Saturday, March 27, 2021

Accelerating Premiere Elements rendering using an external GPU

Back in 2020, I decided to finally get with the times and attempt to start putting out videos in 1080p. I've had cameras capable of filming at 1080p for a long time, but I've generally downscaled to 720p since that's a common phone resolution (and it allows me to easily fake a multi-camera setup by zooming in on the footage-hope you never noticed), but with larger phone screens and TV viewing of online video becoming more common, I decided I needed to put in the effort to make the jump.

After reworking some elements (the zooming logo and a number of titles needed to be remade), Why it Works: The Chosen One became the first of my 1080p uploads. While the video turned out fine, the rendering time was much longer-1080p does have roughly twice as many pixels as 720p, after all. I wanted to do something about that, but having upgraded the memory and internal storage of my computer (a Lenovo T420) in 2019, I wasn't too keen on buying a new computer that seemed sufficiently fast for everything except rendering video.
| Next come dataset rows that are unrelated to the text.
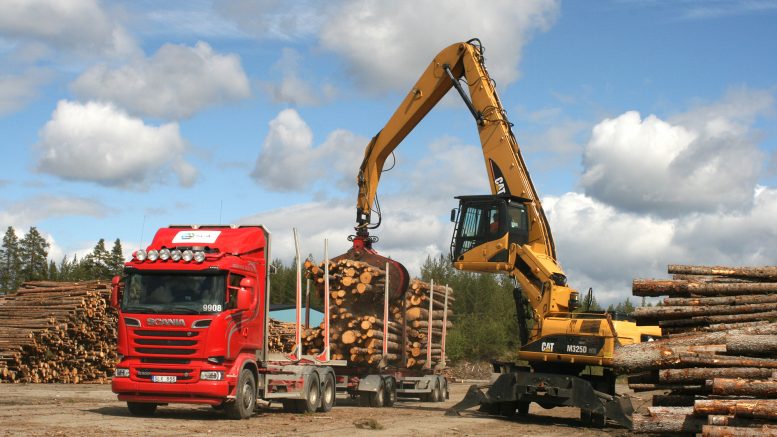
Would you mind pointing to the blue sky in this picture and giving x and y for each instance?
(648, 126)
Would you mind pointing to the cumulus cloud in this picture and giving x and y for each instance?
(703, 160)
(292, 88)
(16, 91)
(175, 83)
(387, 45)
(28, 212)
(97, 142)
(80, 26)
(288, 160)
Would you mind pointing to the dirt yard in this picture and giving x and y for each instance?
(89, 410)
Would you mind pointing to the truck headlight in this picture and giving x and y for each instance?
(211, 375)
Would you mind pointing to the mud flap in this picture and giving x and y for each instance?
(473, 398)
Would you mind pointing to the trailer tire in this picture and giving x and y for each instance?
(328, 394)
(245, 397)
(141, 409)
(390, 396)
(374, 399)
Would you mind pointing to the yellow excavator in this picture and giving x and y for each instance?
(507, 232)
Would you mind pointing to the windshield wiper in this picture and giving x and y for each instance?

Basically, I had two ideas: I could either upgrade the CPU in my machine (in addition to the officially supported dual-core options, it's also possible to use a quad-core processor in my computer), or look at the possibility of using an external GPU. When I first looked in 2020, the former wasn't appealing for various reasons, and the latter (or rather, GPU acceleration in general) wasn't supported by my video editing software.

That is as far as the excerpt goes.